ソフトバンク石川、遠い2勝目 唇をかんだ「あの1球」

西日本スポーツ 長浜 幸治

 ◆西武2-1ソフトバンク(16日、メットライフドーム)

 チームの先発陣で今季最長となる7回2/3を投げて2失点。その好投は報われず、2敗目を喫した石川が敗戦の責任を一身に背負った。「チームを勝たせることができなかった」。味方の援護は1点。今季、初の開幕投手を任された男のプライドが詰まっていた。

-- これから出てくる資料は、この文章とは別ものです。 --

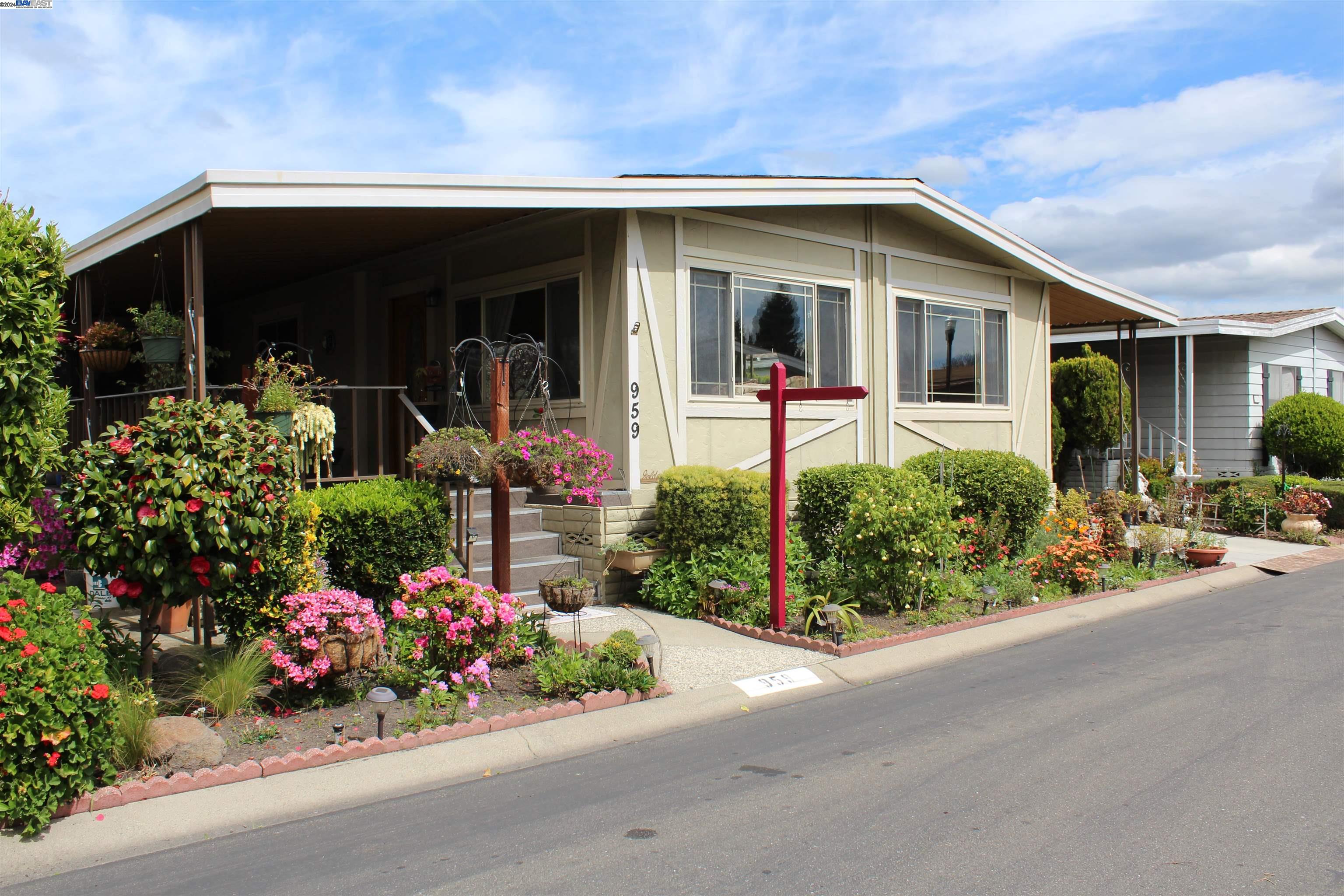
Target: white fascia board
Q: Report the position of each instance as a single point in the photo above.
(377, 190)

 西武と前回対戦した2日は6回を6失点で今季初黒星を喫したが、この日は見違えるほどの投球だった。1点を先制してもらった直後の初回は、グラシアルのまずい守備や自身の暴投などで同点とされたが、引きずらない。ともに三者凡退で締めた2回は3分半、3回はわずか2分で相手の攻撃を終わらせるなど、持ち前のテンポの良さを発揮。西武先発の高橋と今季2度目の「開幕投手対決」は息詰まる展開となった。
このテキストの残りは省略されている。